张婧,赵志博,辛文彬,谷静远,罗果萍,彭军

• 1:内蒙古科技大学材料与冶金学院
• 2:内蒙古科技大学白云鄂博共伴生矿资源高效综合利用省部共建协同创新中心

摘要(Abstract)：

利用Gleeble-3800热/力模拟机研究了Nb-V-Ti-N微合金钢的动态连续冷却转变规律，并探讨了再结晶区变形后冷速对其组织及性能的影响。结果表明：当冷速由0.1℃/s增大至30℃/s时，实验钢发生铁素体、珠光体、贝氏体和马氏体相变，冷速区间分别为0.1～30℃/s、0.1～8℃/s、3～30℃/s和15～30℃/s;随着冷速的增大，铁素体、珠光体和贝氏体相变温度分别由785、682和498℃降低到625、553和415℃,而马氏体相变温度则由342℃升高为365℃。当冷速由3℃/s增大至8、20和30℃/s时，钢中大角度晶界占比由0.734不断减少到0.509;平均有效晶粒尺寸先由10.62μm减小到7.46μm后增大到9.61μm,最小值在20℃/s获得；平均KAM值先由0.419°略降低到0.407°后升高到0.691°,最小值在8℃/s获得。

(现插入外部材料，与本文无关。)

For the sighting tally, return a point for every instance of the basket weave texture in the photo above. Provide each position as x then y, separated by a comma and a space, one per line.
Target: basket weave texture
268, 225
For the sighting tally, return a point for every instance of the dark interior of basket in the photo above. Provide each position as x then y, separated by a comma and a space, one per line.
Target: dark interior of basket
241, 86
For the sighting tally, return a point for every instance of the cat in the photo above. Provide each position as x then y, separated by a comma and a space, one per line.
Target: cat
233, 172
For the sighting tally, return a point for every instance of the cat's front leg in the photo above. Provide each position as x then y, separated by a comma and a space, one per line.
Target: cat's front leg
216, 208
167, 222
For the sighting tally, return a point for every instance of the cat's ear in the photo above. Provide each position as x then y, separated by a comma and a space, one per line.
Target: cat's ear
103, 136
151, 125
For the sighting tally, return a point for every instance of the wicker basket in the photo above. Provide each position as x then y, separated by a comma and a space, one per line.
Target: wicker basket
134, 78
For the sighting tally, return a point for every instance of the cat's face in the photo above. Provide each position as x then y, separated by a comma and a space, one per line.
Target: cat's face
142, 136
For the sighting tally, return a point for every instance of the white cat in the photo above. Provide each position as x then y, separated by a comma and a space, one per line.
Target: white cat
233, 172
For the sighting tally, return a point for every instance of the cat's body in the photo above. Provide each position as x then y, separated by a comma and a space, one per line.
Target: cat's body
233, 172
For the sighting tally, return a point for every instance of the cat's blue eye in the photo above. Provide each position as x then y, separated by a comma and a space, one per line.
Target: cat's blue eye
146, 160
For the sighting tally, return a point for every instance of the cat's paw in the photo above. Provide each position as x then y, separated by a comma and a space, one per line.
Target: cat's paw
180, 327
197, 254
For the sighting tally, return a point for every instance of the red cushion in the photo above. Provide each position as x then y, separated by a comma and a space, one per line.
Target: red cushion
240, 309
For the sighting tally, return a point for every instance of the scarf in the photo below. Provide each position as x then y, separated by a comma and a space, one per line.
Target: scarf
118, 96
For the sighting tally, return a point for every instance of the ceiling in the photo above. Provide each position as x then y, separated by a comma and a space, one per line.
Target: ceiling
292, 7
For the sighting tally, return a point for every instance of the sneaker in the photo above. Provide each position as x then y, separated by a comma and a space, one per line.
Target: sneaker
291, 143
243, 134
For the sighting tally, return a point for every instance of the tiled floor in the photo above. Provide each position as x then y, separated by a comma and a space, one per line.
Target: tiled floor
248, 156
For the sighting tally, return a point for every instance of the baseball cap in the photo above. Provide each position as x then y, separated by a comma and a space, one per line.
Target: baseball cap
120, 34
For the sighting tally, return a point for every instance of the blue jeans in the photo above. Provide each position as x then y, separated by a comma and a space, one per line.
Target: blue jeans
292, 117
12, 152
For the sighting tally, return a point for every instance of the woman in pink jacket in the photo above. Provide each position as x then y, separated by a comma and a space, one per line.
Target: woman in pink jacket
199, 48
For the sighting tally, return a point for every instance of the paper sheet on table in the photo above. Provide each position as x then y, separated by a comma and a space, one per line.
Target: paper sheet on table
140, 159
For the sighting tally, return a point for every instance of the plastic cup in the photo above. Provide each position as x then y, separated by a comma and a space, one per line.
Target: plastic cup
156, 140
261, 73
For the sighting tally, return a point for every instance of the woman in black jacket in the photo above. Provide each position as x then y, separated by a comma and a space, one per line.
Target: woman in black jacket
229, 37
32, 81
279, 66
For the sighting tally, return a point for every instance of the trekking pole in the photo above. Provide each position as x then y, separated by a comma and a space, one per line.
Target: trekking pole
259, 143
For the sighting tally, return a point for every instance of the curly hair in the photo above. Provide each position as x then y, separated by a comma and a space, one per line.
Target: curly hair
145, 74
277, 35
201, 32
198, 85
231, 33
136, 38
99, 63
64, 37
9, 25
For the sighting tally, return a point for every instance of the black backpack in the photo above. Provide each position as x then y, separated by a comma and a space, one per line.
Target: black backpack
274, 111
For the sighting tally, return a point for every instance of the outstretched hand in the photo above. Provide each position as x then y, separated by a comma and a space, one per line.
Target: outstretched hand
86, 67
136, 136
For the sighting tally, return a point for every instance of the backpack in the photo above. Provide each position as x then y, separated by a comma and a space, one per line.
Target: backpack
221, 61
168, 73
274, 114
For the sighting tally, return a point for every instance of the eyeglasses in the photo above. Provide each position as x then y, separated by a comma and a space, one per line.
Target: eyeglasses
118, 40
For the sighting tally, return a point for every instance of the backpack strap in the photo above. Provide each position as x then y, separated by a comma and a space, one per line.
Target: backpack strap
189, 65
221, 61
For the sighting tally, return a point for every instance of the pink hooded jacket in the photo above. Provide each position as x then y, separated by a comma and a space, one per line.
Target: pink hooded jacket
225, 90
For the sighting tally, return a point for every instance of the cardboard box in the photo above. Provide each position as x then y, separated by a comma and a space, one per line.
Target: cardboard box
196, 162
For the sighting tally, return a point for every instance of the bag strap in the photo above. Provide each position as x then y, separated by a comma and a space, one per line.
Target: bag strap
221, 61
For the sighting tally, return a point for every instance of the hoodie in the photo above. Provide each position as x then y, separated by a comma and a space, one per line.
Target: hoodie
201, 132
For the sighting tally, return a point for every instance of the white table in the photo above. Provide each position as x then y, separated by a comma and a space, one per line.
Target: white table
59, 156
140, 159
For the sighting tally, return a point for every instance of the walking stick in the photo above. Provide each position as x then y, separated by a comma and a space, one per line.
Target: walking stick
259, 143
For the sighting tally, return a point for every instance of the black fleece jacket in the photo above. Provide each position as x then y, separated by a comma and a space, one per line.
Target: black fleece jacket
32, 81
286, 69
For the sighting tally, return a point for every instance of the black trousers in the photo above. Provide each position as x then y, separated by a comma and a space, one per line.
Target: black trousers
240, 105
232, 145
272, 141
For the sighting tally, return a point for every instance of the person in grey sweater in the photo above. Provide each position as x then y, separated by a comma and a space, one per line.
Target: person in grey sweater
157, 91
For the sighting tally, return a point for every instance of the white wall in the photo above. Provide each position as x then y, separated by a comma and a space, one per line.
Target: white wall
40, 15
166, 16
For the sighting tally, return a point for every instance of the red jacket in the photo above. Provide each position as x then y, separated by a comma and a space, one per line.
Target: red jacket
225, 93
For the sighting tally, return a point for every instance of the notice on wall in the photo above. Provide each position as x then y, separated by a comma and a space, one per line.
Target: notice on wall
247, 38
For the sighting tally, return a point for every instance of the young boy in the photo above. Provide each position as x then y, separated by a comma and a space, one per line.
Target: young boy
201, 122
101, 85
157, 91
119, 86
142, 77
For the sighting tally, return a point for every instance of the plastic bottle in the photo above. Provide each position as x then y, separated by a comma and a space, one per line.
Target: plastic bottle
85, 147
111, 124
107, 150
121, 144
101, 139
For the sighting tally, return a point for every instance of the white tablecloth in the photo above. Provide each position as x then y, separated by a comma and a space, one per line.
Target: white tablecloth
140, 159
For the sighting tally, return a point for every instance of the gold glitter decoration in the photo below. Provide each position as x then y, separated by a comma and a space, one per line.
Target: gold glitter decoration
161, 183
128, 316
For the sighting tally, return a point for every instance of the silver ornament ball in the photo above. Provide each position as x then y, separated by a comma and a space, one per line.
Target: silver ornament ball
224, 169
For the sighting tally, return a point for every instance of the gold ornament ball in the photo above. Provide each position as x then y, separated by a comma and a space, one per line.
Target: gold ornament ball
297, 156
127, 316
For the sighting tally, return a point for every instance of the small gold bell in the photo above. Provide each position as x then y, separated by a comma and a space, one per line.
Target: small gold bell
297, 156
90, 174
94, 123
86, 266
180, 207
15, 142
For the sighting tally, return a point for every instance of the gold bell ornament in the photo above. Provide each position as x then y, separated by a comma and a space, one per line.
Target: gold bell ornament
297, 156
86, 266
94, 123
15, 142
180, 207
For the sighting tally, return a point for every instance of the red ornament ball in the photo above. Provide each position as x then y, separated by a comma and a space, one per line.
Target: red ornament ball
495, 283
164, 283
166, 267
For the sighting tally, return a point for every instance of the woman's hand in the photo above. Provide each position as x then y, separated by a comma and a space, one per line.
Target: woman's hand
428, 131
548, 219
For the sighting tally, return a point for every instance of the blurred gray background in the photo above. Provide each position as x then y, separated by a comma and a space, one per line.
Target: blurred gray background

此外，当冷速由0.1℃/s增大至30℃/s,实验钢的显微硬度由(197±23.3) HV0.1逐渐增加到(316±11.8) HV0.1,屈服强度由(475±67.1) MPa增加到(818±33.9) MPa。分析可知，为了获得良好的强度-韧性配合，实验钢再结晶区变形后适宜的冷速为8℃/s。

关键词(KeyWords)： Nb-V-Ti-N微合金钢;冷却速率;组织演变;动态连续冷却转变曲线;力学性能

Abstract:

Keywords:

基金项目(Foundation): 国家自然科学基金(52104333,51804170,51874186)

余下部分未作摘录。